Mumbai boasts plenty of Italian spots, each fluent in its own version of authenticity. The nods to rustic Italy; the obscure olive oil and cheese choices; the belief that the quieter the plate, the truer it must be. It’s a script the city has learned well.
What it hasn’t really met, except a few fast-food caricatures, is the other branch of the family tree. The one that grew in American cities, where the old country shaped the instinct but the new world shaped the plate, and where the sauce learned to speak a little louder. That’s the lineage Cantina in BKC taps into. It embraces, unapologetically, the Italian-American tradition: that glorious, abundant, red-sauce canon born in the tenement kitchens of New York, Philadelphia, and New Jersey.

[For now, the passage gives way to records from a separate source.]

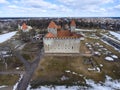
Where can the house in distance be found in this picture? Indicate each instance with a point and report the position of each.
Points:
(58, 40)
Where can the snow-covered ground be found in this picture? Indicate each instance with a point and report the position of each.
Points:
(109, 84)
(15, 86)
(3, 86)
(5, 37)
(117, 35)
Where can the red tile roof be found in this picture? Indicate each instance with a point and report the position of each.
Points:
(63, 33)
(73, 23)
(24, 26)
(50, 35)
(52, 25)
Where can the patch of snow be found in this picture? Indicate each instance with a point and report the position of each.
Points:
(101, 65)
(109, 58)
(64, 78)
(68, 71)
(117, 35)
(17, 68)
(109, 84)
(3, 86)
(101, 46)
(110, 45)
(15, 86)
(114, 56)
(74, 73)
(58, 88)
(80, 75)
(5, 37)
(98, 69)
(91, 69)
(97, 53)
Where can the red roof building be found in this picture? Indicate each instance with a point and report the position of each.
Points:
(73, 23)
(24, 26)
(52, 25)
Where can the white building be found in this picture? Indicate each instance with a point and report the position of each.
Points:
(61, 41)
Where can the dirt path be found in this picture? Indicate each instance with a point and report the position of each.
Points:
(7, 88)
(29, 71)
(11, 72)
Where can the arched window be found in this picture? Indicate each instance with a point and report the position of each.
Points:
(72, 47)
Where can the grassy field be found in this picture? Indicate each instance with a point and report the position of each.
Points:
(52, 68)
(8, 80)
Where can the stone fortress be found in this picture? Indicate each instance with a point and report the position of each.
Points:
(58, 40)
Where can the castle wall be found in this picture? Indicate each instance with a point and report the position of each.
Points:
(52, 30)
(72, 28)
(65, 45)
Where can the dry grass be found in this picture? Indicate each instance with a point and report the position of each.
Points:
(51, 68)
(8, 79)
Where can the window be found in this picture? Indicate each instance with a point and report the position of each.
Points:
(72, 47)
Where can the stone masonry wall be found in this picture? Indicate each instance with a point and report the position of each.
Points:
(66, 45)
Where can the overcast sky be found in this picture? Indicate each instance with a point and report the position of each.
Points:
(59, 8)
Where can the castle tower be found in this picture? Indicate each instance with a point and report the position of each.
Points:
(52, 28)
(72, 26)
(24, 27)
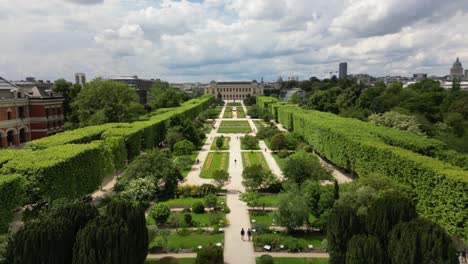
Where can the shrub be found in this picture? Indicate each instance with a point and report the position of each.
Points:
(283, 154)
(198, 208)
(160, 213)
(210, 255)
(168, 260)
(206, 189)
(265, 259)
(278, 142)
(210, 201)
(183, 147)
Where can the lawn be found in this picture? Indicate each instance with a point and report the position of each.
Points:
(186, 171)
(190, 240)
(225, 143)
(234, 127)
(228, 112)
(179, 260)
(253, 158)
(265, 218)
(268, 200)
(240, 112)
(214, 161)
(275, 240)
(297, 261)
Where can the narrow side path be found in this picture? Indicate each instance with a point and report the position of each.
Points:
(235, 250)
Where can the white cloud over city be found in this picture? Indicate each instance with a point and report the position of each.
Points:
(229, 40)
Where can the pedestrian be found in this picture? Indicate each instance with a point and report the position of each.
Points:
(249, 233)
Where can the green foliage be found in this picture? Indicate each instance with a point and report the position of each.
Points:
(160, 213)
(11, 196)
(343, 224)
(220, 178)
(210, 255)
(104, 101)
(183, 147)
(302, 166)
(158, 168)
(198, 208)
(210, 201)
(404, 157)
(78, 170)
(265, 259)
(278, 142)
(256, 177)
(420, 241)
(58, 227)
(292, 209)
(364, 249)
(249, 142)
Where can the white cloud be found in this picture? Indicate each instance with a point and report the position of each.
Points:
(234, 39)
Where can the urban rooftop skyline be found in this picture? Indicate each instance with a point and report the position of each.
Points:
(182, 41)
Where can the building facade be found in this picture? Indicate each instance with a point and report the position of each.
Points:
(343, 70)
(142, 86)
(25, 116)
(80, 78)
(234, 90)
(456, 72)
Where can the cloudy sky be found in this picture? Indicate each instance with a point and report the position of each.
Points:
(203, 40)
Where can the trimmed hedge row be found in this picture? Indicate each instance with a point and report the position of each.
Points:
(11, 195)
(441, 188)
(73, 164)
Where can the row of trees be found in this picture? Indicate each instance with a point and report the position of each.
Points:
(73, 232)
(429, 108)
(102, 101)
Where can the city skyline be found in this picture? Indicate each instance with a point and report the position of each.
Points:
(181, 41)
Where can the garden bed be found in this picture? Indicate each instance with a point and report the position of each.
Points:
(240, 127)
(214, 161)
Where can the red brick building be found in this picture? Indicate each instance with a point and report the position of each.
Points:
(27, 114)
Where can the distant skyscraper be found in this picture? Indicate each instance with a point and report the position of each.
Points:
(80, 78)
(457, 70)
(343, 70)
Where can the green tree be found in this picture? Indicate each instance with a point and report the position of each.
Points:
(343, 224)
(183, 147)
(57, 226)
(155, 166)
(220, 178)
(219, 143)
(278, 142)
(292, 209)
(364, 249)
(255, 177)
(302, 166)
(163, 96)
(386, 212)
(210, 255)
(420, 241)
(102, 101)
(160, 213)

This is the food of The Sopranos and Sunday gravy, of Goodfellas and red checkered tablecloths, of portions that spill over plate edges, and sauces that cling to pasta with unabashed richness. For Indian diners, these aren’t unfamiliar cues. We’ve been tutored in this visual and culinary language through decades of American television and film. What Cantina offers is the opportunity to step into that frame ourselves, to taste what we’ve been watching.

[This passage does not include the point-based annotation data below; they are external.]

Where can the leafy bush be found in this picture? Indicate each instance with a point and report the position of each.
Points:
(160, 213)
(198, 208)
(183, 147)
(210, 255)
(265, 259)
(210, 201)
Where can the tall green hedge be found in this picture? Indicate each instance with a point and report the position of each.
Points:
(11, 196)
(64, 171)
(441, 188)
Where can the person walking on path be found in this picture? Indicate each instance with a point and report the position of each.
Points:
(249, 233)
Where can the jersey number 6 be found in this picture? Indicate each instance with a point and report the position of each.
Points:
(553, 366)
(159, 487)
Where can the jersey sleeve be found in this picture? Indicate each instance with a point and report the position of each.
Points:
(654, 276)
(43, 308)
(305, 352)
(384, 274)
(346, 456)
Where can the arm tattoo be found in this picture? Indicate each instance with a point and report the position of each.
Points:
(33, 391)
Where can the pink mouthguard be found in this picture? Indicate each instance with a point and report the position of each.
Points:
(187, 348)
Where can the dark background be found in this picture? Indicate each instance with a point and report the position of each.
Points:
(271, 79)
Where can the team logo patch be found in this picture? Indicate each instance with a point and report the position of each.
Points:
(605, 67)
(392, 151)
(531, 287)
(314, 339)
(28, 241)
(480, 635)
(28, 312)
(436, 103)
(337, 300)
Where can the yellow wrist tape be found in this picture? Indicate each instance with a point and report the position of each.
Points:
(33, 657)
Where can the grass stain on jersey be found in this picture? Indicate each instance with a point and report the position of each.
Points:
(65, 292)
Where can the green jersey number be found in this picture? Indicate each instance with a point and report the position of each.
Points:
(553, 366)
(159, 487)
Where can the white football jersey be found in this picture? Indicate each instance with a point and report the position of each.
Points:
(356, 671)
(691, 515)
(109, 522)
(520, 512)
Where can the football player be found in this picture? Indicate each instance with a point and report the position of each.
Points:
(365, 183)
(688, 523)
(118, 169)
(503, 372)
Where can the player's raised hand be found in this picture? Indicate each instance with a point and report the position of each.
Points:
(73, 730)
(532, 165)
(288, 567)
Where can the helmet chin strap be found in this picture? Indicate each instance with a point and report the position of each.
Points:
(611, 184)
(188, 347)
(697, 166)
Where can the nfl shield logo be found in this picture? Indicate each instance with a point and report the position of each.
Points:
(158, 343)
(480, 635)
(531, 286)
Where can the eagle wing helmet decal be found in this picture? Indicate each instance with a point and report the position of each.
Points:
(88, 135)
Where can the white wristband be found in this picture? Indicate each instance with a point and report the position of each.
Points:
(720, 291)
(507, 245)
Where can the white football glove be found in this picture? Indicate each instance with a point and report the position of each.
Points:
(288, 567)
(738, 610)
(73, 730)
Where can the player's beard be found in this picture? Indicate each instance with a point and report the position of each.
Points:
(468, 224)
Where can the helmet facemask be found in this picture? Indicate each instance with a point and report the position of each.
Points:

It’s the latest project by Shaurya Malwa and Yagyarth Meiwal, who were running Nho Saigon in this very space until recently. The switch to Italian-American came from something far more instinctive than a trend cycle. Malwa kept returning to the same place during his years in Bangkok, an Italian-American restaurant called Tony’s, and realised he loved it because it felt easy. No formality, no performance.
That ease is what he wanted to bring to Mumbai. “If you look at our menu, you won’t find anything super complicated,” he says. “We wanted to wow people with simplicity and how fresh and balanced everything is.”